R : La recherche sur les CSM se poursuit depuis des décennies. Je souhaite que ces recherches aboutissent à un traitement de la septicémie grave, mais les essais cliniques n’ont pas toujours donné de résultats cohérents. Cette incohérence peut être due à un large éventail de raisons, y compris la nécessité de poursuivre les recherches sur le comportement des CSM dans des conditions pathologiques spécifiques. Si nous parvenons à réduire ce manque de cohérence, nous pourrons transformer les CSM en un véritable produit et l’appliquer plus rapidement au traitement des patients.
Q: Que fait L’Hôpital d’Ottawa dans votre domaine qui est palpitant ou révolutionnaire?
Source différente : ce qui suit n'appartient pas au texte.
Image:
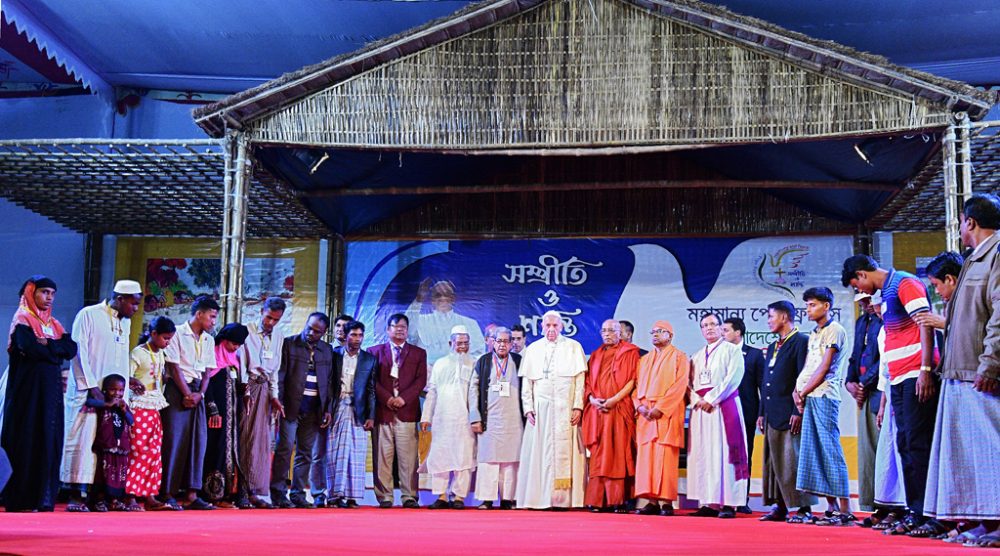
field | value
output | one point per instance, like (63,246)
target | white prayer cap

R : L’Hôpital d’Ottawa accomplit un travail remarquable en faisant le lien entre la recherche et les soins aux patients. Je connais tellement de stagiaires et d’amis qui font des travaux intéressants, et l’Hôpital s’efforce de traduire ces travaux en impact sur les patients. J’ai également accès à toutes les nouvelles technologies pour soutenir ma recherche. Comme il y aura toujours de nouveaux instruments, il est important de disposer de l’infrastructure nécessaire. L’Hôpital nous permet également de collaborer avec des équipes multidisciplinaires : il y a des scientifiques, des chercheurs fondamentaux, des cliniciens; c’est un environnement qui soutient vraiment le prochain niveau d’application.
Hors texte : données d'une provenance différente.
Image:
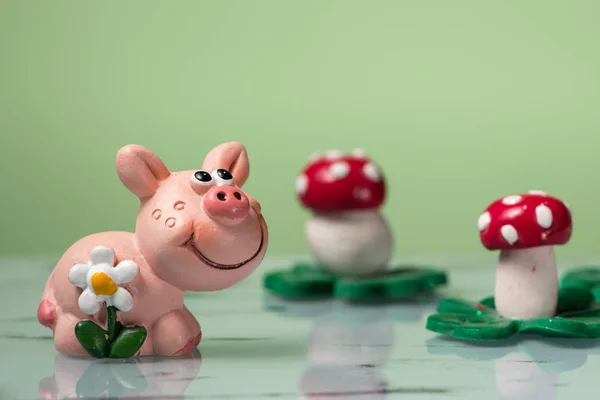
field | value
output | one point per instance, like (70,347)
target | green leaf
(398,283)
(92,337)
(460,306)
(469,327)
(128,342)
(300,282)
(556,327)
(574,298)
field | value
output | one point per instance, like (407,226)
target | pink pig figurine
(195,231)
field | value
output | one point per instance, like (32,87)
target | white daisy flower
(99,279)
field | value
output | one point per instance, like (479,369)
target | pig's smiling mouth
(217,265)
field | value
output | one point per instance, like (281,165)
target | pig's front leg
(175,335)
Q: Que représente pour vous le fait d’avoir obtenu le prix Worton du chercheur en formation?
R : Je suis très honorée et heureuse de recevoir ce prix. C’est un encouragement et une reconnaissance. Cela me motive à poursuivre ma carrière. Je connais beaucoup de gens qui font de la recherche révolutionnaire à L’Hôpital d’Ottawa; cela me pousse vraiment à aller de l’avant.
Q: Où peut-on vous trouver quand vous ne vous consacrez pas à vos travaux de recherche?
R : Je suis toujours à la recherche de nouveaux aliments. Il y a un magasin familial près de la rue Preston qui s’appelle K, LET’S EAT, et puis il y a Pizza Nerds, Corner Peach, Chesterfield’s Gastro Diner, Sharpfle Waffle, Paper Tiger… ce sont quelques-uns de mes préférés en ce moment.
J’ai également lancé une boutique rétro en ligne; j’essaie de ne pas surconsommer. Je pense qu’il est bon d’apporter un peu de bizarrerie à sa mode, et j’aime donc les friperies et les trouvailles rétro comme moyen de faire du magasinage de manière plus unique et durable.
Dès que j’en ai le temps, je voyage. J’essaie de faire un ou deux voyages par an, de découvrir de nouvelles cultures, de rencontrer de nouvelles personnes. Partout où je voyage, il y a toujours des gens très gentils. C’est en Bolivie que j’ai vu un paysage à couper le souffle : les salines. Ensuite, j’ai visité le Machu Picchu, un voyage qui faisait partie de ma liste de choses à faire. Je suis également allée en Égypte voir les pyramides et savoir si elles ont vraiment été construites par des extraterrestres.
Q: Croyez-vous aux extraterrestres?
R : Je crois aux extraterrestres. La galaxie est si grande que nous ne l’avons même pas encore cartographiée. J’ai du mal à croire que nous sommes seuls dans toute la galaxie. Il y a deux possibilités : la technologie est tellement avancée qu’ils pourraient nous observer, mais nous ne pouvons pas les détecter, ou il pourrait y avoir de la vie à un stade précoce quelque part, et ils n’ont donc pas la technologie pour nous atteindre… c’est ma théorie.